In this comprehensive evidence-based review, the following databases were searched from 1990 to the present: PubMed/MEDLINE, Scopus, CINAHL, ClinicalTrials.gov, the World Health Organization International Clinical Trials Registry Portal, and the American Diabetes Association and European Association for the Study of Diabetes abstract databases. Randomized clinical trials (RCTs) were only included for the main therapeutic and cardiovascular (CV) effects of these drug classes. For pleiotropic effects, RCTs were included unless no RCTs exist, in which case other studies as specified in the detailed Methods section were included.

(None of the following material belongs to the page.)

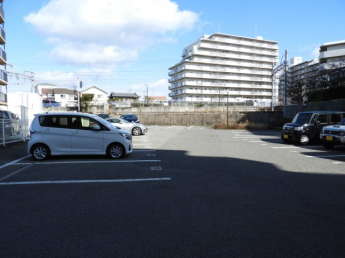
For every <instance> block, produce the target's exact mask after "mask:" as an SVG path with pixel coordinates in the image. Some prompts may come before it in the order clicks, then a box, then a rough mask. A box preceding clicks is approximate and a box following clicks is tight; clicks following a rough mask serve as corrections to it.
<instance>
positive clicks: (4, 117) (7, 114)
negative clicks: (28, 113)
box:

All 3 drug classes are effective in lowering hemoglobin A1c between 0.4% and 1.4%, depending on the drug class and population selected. These drug classes have beneficial effects on CV risk factors, such as weight, lipids, and blood pressure, in addition to lowering blood glucose levels. The CV tolerability of some drugs has been evaluated and found to be neutral; however, most trials are currently ongoing to assess CV tolerability. There are no concrete guidelines to determine where these drugs fit in the diabetes management paradigm, and there are ongoing trials to determine the best combination drug with metformin.
These 3 drug classes will potentially increase the armamentarium against hyperglycemia. However, the specific combinations with other antidiabetic drugs and populations that will best benefit from these drugs are still being tested. Future research is also being conducted on the use of glucagon-like peptide-1 receptor agonists and sodium-glucose cotransporter-2 inhibitors in patients with type 1 diabetes.
在过去十年中,许多新型药物已获得美国食品药品监督管理局批准用于治疗2型糖尿病,包括胰高血糖素样肽-1激动剂、二肽基肽酶-4抑制剂和钠-葡萄糖协同转运蛋白-2抑制剂。已经进行了许多试验,目前还有几项试验正在进行以评估这些药物。本综述阐述了这些药物广泛的治疗作用和多效性作用。该综述还讨论了这些药物在2型糖尿病治疗模式中的作用,并确定了适合使用这些药物进行治疗的患者。
在这项全面的循证综述中,检索了1990年至今的以下数据库:PubMed/MEDLINE、Scopus、CINAHL、ClinicalTrials.gov、世界卫生组织国际临床试验注册平台以及美国糖尿病协会和欧洲糖尿病研究协会的摘要数据库。随机临床试验(RCT)仅纳入用于这些药物类别主要治疗作用和心血管(CV)作用的研究。对于多效性作用,纳入RCT,除非不存在RCT,在这种情况下纳入详细方法部分中指定的其他研究。
所有这3类药物在降低糖化血红蛋白方面都有效,降低幅度在0.4%至1.4%之间,具体取决于所选药物类别和人群。除了降低血糖水平外,这些药物类别对心血管危险因素,如体重、血脂和血压,也有有益作用。已对一些药物的心血管耐受性进行了评估,发现其为中性;然而,目前大多数试验正在进行以评估心血管耐受性。尚无具体指南来确定这些药物在糖尿病管理模式中的位置,并且正在进行试验以确定与二甲双胍的最佳联合用药。
这3类药物可能会增加对抗高血糖的手段。然而,与其他抗糖尿病药物的具体联合用药以及最能从这些药物中获益的人群仍在测试中。未来还将对1型糖尿病患者使用胰高血糖素样肽-1受体激动剂和钠-葡萄糖协同转运蛋白-2抑制剂进行研究。